Did one not know their bearings, the great ruins of this Egypt would pass unnoticed. With a few rare exceptions they lie beyond the green plains on the threshold of the solitudes. And against the changeless, rose-coloured background of these cliffs of the desert, which follow you during the whole of this tranquil navigation of some 600 miles, are to be seen only the humble towns and villages of to-day, which have the neutral colour of the ground. Some openwork minarets dominate them—white spots above the prevailing dullness. Clouds of pigeons whirl round in the neighbourhood. And amongst the little houses, which are only cubes of mud, baked in the sun, the palm-trees of Africa, either singly or in mighty clusters, rise superbly and cast on these little habitations the shade of their palms which sway in the wind. Not long ago, although indeed everything in these little towns was mournful and stagnant, one would have been tempted to stop in passing, drawn by that nameless peace that belonged to the Old East and to Islam. But, now, before the smallest hamlet—amongst the beautiful primitive boats, that still remain in great numbers, pointing their yards, like very long reeds, into the sky—there is always, for the meeting of the tourist boats, an enormous black pontoon, which spoils the whole scene by its presence and its great advertising inscription: “Thomas Cook & Son (Egypt Ltd.).” And, what is more, one hears the whistling of the railway, which runs mercilessly along the river, bringing from the Delta to the Soudan the hordes of European invaders. And to crown all, adjoining the station is inevitably some modern factory, throned there in a sort of irony, and dominating the poor crumbling things that still presume to tell of Egypt and of mystery.
And so now, except at the towns or villages which lead to celebrated ruins, we stop no longer. It is necessary to proceed farther and for the halt of the night to seek an obscure hamlet, a silent recess, where we may moor our dahabiya against the venerable earth of the bank.

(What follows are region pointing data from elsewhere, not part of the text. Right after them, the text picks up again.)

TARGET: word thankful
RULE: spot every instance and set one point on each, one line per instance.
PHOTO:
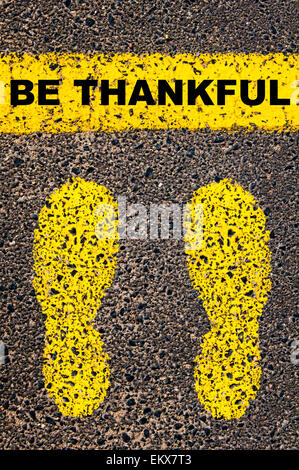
(56, 93)
(23, 93)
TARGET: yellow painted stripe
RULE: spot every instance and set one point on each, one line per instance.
(73, 267)
(71, 116)
(231, 272)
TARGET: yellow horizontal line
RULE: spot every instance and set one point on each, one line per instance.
(187, 70)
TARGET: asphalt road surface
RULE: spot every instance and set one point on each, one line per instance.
(151, 319)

And so one goes on, for days and weeks, between these two interminable cliffs of reddish chalk, filled with their hypogea and mummies, which are the walls of the valley of the Nile, and will follow us up to the first cataract, until our entrance into Nubia. There only will the appearance and nature of the rocks of the desert change, to become the more sombre granite out of which the Pharaohs carved their obelisks and the great figures of their gods.

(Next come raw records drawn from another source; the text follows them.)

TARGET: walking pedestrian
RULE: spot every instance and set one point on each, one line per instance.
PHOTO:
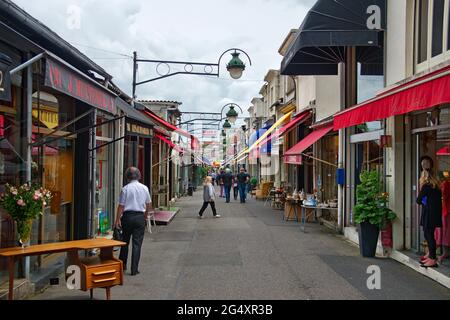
(235, 188)
(227, 180)
(213, 176)
(209, 195)
(243, 179)
(430, 198)
(134, 206)
(220, 178)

We go on and on, ascending the thread of this eternal current, and the regularity of the wind, the persistent clearness of the sky, the monotony of the great river, which winds but never ends, all conspire to make us forget the hours and days that pass. However deceived and disappointed we may be at seeing the profanation of the river banks, here, nevertheless, isolated on the water, we do not lose the peace of being a wanderer, a stranger amongst an equipage of silent Arabs, who every evening prostrate themselves in confiding prayer.